The story should get better
For semiconductor IP vendors, there are two revenue streams to watch for: licensing revenue and royalty revenue. Licensing is the upfront amount paid by a licensee in order to be able to use that IP block (and in CEVA's case, these are DSPs) in a given semiconductor design. This is usually upfront per-design, although some IP vendors are willing to work out multi-device/multi-year agreements. One of the best predictors of future royalty payments (that's the amount an IP vendor receives as a percentage of each unit sold by the licensee).

In the most recent quarter, licensing revenue was up to $7.9 million, a 57% jump from the same period a year ago. At the same time, royalty revenue (reflective of licenses signed some time ago) was down 19% on a year-over-year basis. The explanation for the weak royalty revenue was the "inventory adjustment" among the handset vendors that use chips incorporating its DSP IP. This is expected to get better as new handsets launch by the end of the year, but this alone doesn't get CEVA where it needs to be -- the company needs its licensees to make it into these new handsets.

Samsung and Intel look like the heavy-hitters in mobile
Many of the latest LTE phones use Qualcomm (QCOM) Snapdragon processors and Qualcomm modems. The content within a smartphone platform that CEVA typically captures is the DSP found inside of the cellular baseband processor. The bad news is that if Qualcomm is the primary beneficiary of the handset growth in the back half of the year, CEVA doesn't really benefit.

However, the good news for CEVA is that its DSP cores are found inside of Intel's latest XMM 7160 LTE modem, as well as in Samsung's (SSNLF) home-grown baseband chip (although it's unclear how aggressively Samsung plans to deploy this in its phones).
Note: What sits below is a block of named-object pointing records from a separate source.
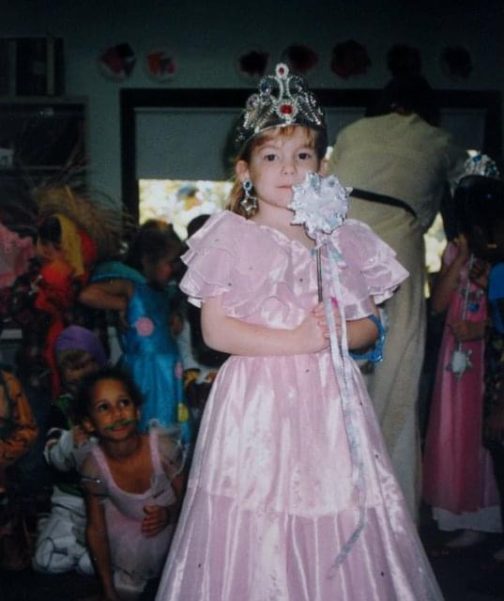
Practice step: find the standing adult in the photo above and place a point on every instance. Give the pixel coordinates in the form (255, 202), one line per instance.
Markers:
(400, 164)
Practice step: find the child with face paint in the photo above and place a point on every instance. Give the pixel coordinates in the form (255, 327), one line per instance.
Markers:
(60, 546)
(133, 485)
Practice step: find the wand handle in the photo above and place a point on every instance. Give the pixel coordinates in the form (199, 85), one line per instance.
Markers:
(319, 274)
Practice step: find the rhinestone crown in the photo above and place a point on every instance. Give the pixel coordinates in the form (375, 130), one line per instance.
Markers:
(282, 100)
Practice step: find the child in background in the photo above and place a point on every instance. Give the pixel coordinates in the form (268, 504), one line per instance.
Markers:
(138, 292)
(291, 493)
(60, 545)
(484, 213)
(458, 479)
(133, 486)
(18, 432)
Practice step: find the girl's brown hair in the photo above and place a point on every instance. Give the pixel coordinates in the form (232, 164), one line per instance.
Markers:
(316, 139)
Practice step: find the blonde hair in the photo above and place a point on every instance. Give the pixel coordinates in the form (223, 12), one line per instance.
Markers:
(315, 139)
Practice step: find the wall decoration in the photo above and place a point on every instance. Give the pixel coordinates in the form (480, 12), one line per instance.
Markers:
(403, 61)
(252, 64)
(349, 59)
(300, 58)
(161, 64)
(456, 62)
(117, 62)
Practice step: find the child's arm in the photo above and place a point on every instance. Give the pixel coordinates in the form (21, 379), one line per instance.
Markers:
(96, 534)
(447, 280)
(111, 295)
(362, 333)
(231, 335)
(172, 459)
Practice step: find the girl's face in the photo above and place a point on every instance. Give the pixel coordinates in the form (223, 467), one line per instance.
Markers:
(277, 164)
(112, 412)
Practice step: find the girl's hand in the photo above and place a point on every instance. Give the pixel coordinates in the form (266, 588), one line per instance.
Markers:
(463, 248)
(313, 333)
(157, 517)
(465, 331)
(80, 436)
(479, 273)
In addition, many ofBroadcom's (BRCM) modems use CEVA DSP cores, so success on Broadcom's part against, say, Qualcomm is good for CEVA.

Growth drivers abound, but is it priced in?
At first glance, the stock looks pretty expensive at about 27 times current analyst EPS consensus for the year. However, there are two things to consider, here:

  • Lots of cash -- CEVA has about $6.36/share in net cash, so stripping this out leaves a stock trading realistically for about 15.36-times current year analyst consensus.
  • Growth ahead -- It is often a mistake to look at a company's trailing-12-month earnings without taking into consideration potential growth. With competitors to Qualcomm coming online in the LTE space soon, and with the continued growth of 3G chips at licensees like Spreadtrum, the company's best days are ahead of it

That said, though, if the company can hit the $0.55 sell-side EPS consensus for the year and grow the bottom line to the tune of a 10%-15% 5-year CAGR before leveling off to a high single-digit long-term growth rate, then the shares look to be anywhere from fairly valued to modestly undervalued. Of course, if the company can hop right on over these estimates (say, for example, its non-handset licensing business drives upside or if CEVA's handset customers gain 3G/LTE share), then the shares could have pretty dramatic long-term upside if there is reason to get more aggressive on those growth estimates.

Conclusion
CEVA's story is an interesting one, and at lower prices (say in the $13 range), it would offer a very compelling risk/reward. However, for now, it's worth putting this one on the watchlist and keeping a close eye on the ramp of its royalty stream from basebands deployed during the second half of 2014 and whether its non-cellular baseband business can help drive some incremental growth.